Aku meminjam modal dari seorang pedagang dan membeli bibit-bibit ayam potong. Demikian lah tiap harinya seorang gadis muda harus bolak balik membuang berkantong-kantong kotoran ayam. Pekerjaan tersebut kulakoni sembari merawat ibu yang semakin parah dari hari ke hari. Setiap hari kutemui gumpalan darah seperti potongan tahu di lantai kamar mandi. Dokter pun tak bisa memberikan penjelasan mengenai apa sebenarnya penyakit ibu.
Hasil USG hanya menunjukkan bulatan-bulatan hitam seperti gumpalan angin di perut ibu. Semua kujalani seorang diri, adik-adik yang kuperjuangkan seolah sibuk dengan hidupnya masing-masing. Jangankan membantu biaya, bertanya saja pun tidak. Seperti tak cukup sampai di situ, kakak iparku kembali berulah dengan mulutnya. Dia menyebarkan ke tetangga dan keluarga besar jika aku tak pernah membawa ibu berobat, seolah kondisi ibu yang semakin memburuk adalah dikarenakan ulah dan keras kepalaku. Aku sudah terlalu lelah bahkan untuk sekadar menjelaskan pada mereka semua. Biarlah mereka mau berkata apa, yang penting aku sudah menjalankan peranku sebagai anak.
Ibu mengakhiri penderitaanya setelah dua tahun berjuang. Mereka pun datang dan berkata dengan teganya, “Kamu mau tinggal di mana, Ibu sudah tak ada. Rumah ini hak kami sebagai anak laki-laki." Mereka orang-orang yang kupikir akan membelaku, seakan berbalik menjadi racun yang siap menggerogotiku. Kupikir diam tak selamanya emas. Sudah cukup aku berdiam diri menahan semua sendiri. Toh selama ini apa yang aku lakukan tidak pernah merugikan orang lain. Tak pernah juga aku menuntut bantuan uang atau nafkah dari saudara-saudaraku ini walaupun aku hidup sendiri tanpa seorang suami.
Aku ikhlas untuk apa pun yang pernah kulakukan bagi mereka, namun aku tak bisa lagi berdiam diri dan memendam sendiri tiap mereka datang untuk menyakiti. Aku memutuskan untuk melanjutkan hidup sendiri dengan membuka salon kecil-kecilan. Kutegaskan pada mereka bahwa aku tak pernah mengganggu dan tak ingin diganggu ke depannya.
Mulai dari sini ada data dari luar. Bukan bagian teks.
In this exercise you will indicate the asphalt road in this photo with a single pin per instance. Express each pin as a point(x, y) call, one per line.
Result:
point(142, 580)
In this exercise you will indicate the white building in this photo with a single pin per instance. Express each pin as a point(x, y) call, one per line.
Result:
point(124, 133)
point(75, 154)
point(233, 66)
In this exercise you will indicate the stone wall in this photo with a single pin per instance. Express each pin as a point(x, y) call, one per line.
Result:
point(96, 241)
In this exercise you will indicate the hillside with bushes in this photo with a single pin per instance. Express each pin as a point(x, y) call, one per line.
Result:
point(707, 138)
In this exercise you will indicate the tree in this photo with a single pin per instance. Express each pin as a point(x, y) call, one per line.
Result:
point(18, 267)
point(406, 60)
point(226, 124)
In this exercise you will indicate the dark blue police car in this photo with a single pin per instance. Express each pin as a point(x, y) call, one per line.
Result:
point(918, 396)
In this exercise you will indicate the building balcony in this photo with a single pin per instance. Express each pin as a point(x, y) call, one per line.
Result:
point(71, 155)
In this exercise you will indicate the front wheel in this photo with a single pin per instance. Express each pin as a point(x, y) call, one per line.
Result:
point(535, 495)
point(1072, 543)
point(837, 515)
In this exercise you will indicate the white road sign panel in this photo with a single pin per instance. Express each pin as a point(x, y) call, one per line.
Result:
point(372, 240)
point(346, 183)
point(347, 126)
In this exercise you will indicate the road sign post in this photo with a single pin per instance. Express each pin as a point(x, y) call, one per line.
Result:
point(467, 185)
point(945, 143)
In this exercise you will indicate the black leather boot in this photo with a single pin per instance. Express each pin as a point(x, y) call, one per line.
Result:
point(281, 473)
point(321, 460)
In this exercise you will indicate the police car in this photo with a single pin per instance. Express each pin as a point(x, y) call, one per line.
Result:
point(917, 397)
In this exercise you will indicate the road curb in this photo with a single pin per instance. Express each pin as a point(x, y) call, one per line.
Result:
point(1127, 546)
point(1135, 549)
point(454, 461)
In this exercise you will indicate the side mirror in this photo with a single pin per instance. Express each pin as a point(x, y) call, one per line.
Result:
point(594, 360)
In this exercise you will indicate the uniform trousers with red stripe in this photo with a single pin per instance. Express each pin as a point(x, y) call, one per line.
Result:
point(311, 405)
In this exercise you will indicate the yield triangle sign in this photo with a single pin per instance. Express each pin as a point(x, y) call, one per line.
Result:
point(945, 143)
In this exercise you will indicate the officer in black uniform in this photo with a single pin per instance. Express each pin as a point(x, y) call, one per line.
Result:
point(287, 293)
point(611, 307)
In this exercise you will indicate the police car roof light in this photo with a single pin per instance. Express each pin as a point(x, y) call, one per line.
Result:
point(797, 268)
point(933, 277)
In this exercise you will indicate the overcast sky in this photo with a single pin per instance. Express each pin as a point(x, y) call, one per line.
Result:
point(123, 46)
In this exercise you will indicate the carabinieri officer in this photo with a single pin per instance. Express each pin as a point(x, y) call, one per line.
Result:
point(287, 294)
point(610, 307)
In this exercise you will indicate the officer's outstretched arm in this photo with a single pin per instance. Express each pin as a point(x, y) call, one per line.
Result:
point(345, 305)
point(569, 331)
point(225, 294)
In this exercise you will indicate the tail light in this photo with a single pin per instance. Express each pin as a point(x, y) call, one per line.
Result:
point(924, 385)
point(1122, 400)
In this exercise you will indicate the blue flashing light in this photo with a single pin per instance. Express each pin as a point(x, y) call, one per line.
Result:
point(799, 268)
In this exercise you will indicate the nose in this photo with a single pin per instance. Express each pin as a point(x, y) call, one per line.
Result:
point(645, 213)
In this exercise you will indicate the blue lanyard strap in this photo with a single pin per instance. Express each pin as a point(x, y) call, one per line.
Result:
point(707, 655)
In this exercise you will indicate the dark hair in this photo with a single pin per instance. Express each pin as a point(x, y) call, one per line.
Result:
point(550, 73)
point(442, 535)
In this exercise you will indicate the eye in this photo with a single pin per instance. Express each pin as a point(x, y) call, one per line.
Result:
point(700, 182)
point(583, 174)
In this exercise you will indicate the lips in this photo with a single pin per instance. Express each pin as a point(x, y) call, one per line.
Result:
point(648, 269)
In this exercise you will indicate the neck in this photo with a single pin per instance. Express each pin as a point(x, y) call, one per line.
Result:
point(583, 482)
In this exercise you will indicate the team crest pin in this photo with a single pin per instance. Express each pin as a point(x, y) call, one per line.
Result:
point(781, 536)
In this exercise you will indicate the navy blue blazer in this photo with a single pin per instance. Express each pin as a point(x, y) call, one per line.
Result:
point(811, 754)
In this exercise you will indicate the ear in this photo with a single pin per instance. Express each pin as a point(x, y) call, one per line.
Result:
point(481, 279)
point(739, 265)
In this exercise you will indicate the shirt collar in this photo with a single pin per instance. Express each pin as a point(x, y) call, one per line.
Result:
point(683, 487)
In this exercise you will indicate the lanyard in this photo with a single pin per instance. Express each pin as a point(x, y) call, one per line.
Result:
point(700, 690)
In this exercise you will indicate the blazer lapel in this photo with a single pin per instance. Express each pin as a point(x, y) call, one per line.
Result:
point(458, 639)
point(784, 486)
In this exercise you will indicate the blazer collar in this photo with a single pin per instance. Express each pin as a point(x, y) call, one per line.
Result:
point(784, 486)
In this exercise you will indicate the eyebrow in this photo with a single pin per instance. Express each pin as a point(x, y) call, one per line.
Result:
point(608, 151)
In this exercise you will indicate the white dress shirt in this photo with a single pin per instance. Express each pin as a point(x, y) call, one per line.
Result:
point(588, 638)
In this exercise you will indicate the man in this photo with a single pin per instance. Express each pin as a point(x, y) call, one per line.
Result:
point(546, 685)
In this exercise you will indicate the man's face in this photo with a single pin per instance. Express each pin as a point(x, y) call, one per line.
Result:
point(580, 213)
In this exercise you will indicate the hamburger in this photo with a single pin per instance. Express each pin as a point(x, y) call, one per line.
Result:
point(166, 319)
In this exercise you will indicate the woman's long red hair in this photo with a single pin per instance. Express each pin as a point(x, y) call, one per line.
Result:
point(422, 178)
Masih sangat jelas kuingat wajah terkejut mereka ketika kuutarakan uneg-unegku. Memang tidak baik dan benar jika kita memutuskan persaudaraan. Namun yang harus diingat adalah perlu dua pihak yang sama-sama berjuang untuk mempertahankan hubungan. Jika terus disakiti tentu perlu keberanian untuk membela diri dan melangkah maju.
Aku berjanji untuk lebih peduli dengan diriku sendiri kedepannya. Kesalahanku adalah ketika berharap terlalu tinggi dan menggantukan kebahagiaanku pada orang lain. Aku bertanggung jawab untuk membela diriku sendiri dan percaya aku mampu untuk itu.